In 2002, the RAs of UMass unionized, becoming the first group of RAs in the country to do so. However, this was accomplished only after a series of battles with the University, including a protest at the UMass President’s office in Boston and the arrest of over 30 students and community members during a protest at the Whitmore Administration Building.

Although RAs are now recognized as union workers, the administration refuses to grant RAs basic union rights, such as minimum wage and just cause. Bargaining on the current contract has been ongoing for the last year and a half, and the administration refuses to address the issues.

RAs are contracted for 20 hours per week, and receive bi-weekly paychecks of approximately $170. These paychecks state that RAs work eight hours per week at approximately $11 an hour. However, RAs are contracted to work 40 hours in those two weeks. The resulting hourly wage is closer to $4.50 per hour, way below Massachusetts’ $8.00 minimum wage. Frequently, RAs work more hours than the 20 for which they are contracted, and far more than the eight for which they are paid.

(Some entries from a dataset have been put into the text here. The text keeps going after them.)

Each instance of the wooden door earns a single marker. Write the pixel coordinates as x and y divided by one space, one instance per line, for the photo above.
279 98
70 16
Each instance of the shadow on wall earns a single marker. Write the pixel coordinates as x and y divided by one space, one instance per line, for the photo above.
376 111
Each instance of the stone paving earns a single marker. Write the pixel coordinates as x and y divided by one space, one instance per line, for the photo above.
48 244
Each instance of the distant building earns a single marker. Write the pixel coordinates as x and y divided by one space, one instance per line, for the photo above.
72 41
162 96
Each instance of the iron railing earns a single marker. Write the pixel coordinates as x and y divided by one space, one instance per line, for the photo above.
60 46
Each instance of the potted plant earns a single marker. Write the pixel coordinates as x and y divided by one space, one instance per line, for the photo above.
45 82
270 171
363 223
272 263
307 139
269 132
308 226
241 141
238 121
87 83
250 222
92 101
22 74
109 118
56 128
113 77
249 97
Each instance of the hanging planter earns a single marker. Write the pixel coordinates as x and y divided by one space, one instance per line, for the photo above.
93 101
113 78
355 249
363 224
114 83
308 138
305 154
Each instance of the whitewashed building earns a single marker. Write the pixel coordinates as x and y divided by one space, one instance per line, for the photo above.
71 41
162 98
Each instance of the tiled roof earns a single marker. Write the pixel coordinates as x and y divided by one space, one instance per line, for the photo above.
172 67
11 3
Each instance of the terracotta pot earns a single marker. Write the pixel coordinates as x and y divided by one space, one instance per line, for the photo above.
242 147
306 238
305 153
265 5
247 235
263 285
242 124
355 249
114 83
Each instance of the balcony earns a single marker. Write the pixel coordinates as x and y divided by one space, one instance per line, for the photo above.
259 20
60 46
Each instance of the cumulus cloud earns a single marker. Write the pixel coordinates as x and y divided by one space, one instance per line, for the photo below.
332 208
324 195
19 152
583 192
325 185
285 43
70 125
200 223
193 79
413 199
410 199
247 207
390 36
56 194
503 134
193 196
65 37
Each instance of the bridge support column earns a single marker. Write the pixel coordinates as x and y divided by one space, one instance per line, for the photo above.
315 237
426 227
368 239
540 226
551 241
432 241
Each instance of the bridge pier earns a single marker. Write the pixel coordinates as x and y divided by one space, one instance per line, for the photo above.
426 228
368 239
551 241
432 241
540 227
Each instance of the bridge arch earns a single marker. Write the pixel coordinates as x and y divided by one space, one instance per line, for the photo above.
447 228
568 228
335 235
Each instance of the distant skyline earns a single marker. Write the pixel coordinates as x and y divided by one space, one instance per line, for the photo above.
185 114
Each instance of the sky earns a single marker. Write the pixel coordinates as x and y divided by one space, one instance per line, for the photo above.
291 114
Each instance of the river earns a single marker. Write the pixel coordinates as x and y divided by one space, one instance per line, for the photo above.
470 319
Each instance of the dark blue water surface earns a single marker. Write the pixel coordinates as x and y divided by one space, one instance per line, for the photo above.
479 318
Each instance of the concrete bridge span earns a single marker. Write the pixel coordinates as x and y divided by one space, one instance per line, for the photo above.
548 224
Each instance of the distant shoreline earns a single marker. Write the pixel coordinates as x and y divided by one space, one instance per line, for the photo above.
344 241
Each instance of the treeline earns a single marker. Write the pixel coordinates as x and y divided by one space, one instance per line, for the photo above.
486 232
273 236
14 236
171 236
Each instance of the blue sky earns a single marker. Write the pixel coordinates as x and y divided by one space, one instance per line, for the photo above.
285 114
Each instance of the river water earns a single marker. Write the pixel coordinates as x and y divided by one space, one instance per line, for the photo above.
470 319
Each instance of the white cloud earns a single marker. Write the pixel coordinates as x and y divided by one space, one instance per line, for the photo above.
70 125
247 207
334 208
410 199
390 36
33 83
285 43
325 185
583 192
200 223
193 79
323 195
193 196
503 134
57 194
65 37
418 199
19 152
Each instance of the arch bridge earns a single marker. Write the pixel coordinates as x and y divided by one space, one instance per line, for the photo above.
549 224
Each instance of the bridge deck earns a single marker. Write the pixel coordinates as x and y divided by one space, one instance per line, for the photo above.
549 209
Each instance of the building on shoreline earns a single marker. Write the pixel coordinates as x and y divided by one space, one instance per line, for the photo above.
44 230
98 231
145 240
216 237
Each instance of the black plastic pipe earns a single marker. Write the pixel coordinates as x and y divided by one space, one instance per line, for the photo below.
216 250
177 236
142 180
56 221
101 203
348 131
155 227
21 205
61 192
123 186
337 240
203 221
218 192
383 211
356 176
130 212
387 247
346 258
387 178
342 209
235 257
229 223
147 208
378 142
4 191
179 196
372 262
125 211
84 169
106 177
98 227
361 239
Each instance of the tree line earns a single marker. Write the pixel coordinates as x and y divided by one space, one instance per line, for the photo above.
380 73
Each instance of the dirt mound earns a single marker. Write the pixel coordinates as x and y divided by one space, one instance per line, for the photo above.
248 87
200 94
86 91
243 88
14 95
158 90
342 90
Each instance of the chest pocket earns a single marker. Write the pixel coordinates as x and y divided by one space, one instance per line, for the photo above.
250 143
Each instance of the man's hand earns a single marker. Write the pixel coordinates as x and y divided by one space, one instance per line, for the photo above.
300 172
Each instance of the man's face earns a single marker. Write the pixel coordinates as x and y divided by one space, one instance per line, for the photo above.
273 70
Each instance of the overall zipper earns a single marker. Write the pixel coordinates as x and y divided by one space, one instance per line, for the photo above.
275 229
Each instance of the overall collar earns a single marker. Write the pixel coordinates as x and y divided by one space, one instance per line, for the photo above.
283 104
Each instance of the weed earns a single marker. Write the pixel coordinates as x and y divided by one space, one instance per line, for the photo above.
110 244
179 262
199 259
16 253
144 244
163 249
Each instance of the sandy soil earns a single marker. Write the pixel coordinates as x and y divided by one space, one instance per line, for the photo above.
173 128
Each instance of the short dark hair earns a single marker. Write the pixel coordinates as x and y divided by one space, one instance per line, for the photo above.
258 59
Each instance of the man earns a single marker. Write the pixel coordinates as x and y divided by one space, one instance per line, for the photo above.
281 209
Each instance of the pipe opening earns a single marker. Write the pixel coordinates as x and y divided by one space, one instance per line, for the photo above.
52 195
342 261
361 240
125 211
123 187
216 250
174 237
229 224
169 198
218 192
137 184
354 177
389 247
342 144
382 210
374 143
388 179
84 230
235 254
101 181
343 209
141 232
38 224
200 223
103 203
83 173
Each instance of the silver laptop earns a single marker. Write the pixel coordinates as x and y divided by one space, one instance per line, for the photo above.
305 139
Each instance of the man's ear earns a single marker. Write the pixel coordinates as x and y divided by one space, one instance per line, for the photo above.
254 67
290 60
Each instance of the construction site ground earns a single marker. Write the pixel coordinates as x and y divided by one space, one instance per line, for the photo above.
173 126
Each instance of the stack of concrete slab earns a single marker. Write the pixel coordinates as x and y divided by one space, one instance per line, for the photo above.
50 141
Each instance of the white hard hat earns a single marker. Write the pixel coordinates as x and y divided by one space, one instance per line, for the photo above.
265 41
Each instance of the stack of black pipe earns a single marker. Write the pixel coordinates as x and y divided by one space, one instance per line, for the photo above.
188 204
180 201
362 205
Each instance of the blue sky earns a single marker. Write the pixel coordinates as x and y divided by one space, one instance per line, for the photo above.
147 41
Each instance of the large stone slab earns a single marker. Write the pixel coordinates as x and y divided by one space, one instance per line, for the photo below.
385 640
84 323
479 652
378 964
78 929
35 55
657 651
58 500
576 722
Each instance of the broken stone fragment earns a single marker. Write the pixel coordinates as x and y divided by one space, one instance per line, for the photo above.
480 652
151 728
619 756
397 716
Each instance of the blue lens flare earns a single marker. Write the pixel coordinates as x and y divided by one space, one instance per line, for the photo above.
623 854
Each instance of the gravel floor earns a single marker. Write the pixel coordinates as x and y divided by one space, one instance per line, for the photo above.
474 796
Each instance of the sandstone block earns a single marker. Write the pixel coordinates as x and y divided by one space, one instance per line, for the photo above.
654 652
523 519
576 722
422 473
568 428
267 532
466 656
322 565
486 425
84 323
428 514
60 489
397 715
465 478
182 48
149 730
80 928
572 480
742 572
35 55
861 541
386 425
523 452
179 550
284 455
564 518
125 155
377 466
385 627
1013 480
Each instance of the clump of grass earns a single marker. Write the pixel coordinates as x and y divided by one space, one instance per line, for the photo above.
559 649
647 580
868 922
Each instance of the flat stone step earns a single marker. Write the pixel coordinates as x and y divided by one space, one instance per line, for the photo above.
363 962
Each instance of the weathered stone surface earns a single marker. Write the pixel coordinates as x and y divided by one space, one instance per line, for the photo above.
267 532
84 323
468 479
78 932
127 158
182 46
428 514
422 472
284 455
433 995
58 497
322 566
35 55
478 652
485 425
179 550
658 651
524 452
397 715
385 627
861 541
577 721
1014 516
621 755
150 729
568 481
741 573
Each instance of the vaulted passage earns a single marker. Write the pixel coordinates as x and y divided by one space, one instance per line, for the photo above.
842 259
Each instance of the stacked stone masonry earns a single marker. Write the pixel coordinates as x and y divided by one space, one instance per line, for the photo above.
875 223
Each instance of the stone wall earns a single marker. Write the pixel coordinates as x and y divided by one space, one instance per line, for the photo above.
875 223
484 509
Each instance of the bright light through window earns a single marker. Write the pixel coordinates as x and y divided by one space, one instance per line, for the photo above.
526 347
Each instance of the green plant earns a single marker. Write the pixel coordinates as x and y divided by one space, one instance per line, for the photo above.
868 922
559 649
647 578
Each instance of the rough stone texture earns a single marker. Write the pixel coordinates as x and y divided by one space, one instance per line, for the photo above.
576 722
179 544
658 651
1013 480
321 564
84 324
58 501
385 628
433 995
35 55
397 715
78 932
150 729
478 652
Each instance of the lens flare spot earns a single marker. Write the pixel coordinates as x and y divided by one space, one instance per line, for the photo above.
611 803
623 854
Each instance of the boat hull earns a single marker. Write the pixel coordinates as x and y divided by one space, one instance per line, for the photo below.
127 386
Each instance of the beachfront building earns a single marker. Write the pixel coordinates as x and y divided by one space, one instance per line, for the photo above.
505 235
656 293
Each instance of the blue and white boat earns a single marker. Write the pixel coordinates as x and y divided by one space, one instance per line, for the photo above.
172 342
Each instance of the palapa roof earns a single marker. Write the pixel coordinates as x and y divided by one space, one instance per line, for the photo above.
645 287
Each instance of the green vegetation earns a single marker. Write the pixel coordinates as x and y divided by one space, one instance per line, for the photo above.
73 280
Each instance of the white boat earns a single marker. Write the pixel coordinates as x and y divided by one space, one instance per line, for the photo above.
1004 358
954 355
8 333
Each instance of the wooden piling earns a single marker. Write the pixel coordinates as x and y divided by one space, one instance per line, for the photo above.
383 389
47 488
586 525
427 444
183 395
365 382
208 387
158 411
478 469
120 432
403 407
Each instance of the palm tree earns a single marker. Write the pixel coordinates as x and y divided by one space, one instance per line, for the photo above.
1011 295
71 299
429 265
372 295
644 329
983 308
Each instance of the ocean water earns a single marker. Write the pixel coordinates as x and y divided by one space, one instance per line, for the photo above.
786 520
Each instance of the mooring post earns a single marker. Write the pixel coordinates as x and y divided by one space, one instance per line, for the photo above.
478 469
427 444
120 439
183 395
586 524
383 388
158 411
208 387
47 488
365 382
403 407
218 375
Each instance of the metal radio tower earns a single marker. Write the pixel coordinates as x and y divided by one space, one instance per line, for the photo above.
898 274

So how does the administration get away with it? One of the reasons is that RAs are granted a room waiver as part of their payment. However, RAs are required to live in the residence halls, making it a place of work. If at any time a resident knocks on an RA’s door, the RA must respond. RAs are required to keep their door open when in their room on duty and are encouraged to talk to residents in their room. Housing legally should not factor into payment as the RAs room functions both as private and professional space.

Furthermore, even if housing were to factor into payment, the University cannot deduct more than $35 per week per room, according to Massachusetts labor laws. The University grants RAs $2,781.50 for a room waiver per semester. RAs are on campus 17 weeks per semester, or $163.67 per week, far exceeding the $35 per week standard.

Just cause, which protects workers from unfair termination, is overwhelmingly standard in union contracts, and is very rarely negotiated. Every other union contract on campus contains just cause. For RAs, termination means not only loss of work, it also means loss of housing. And in this economic climate, coupled with the high cost of higher education, termination could mean loss of an education.

The UMass administration’s refusal to bargain in good faith is extremely concerning, especially given the basic and fundamental nature of these demands. However, the University and the RA union are meeting with a state mediator on Wednesday. The possibilities of a settlement seem close. The administration needs to sign a contract that the union deserves: a fair contract.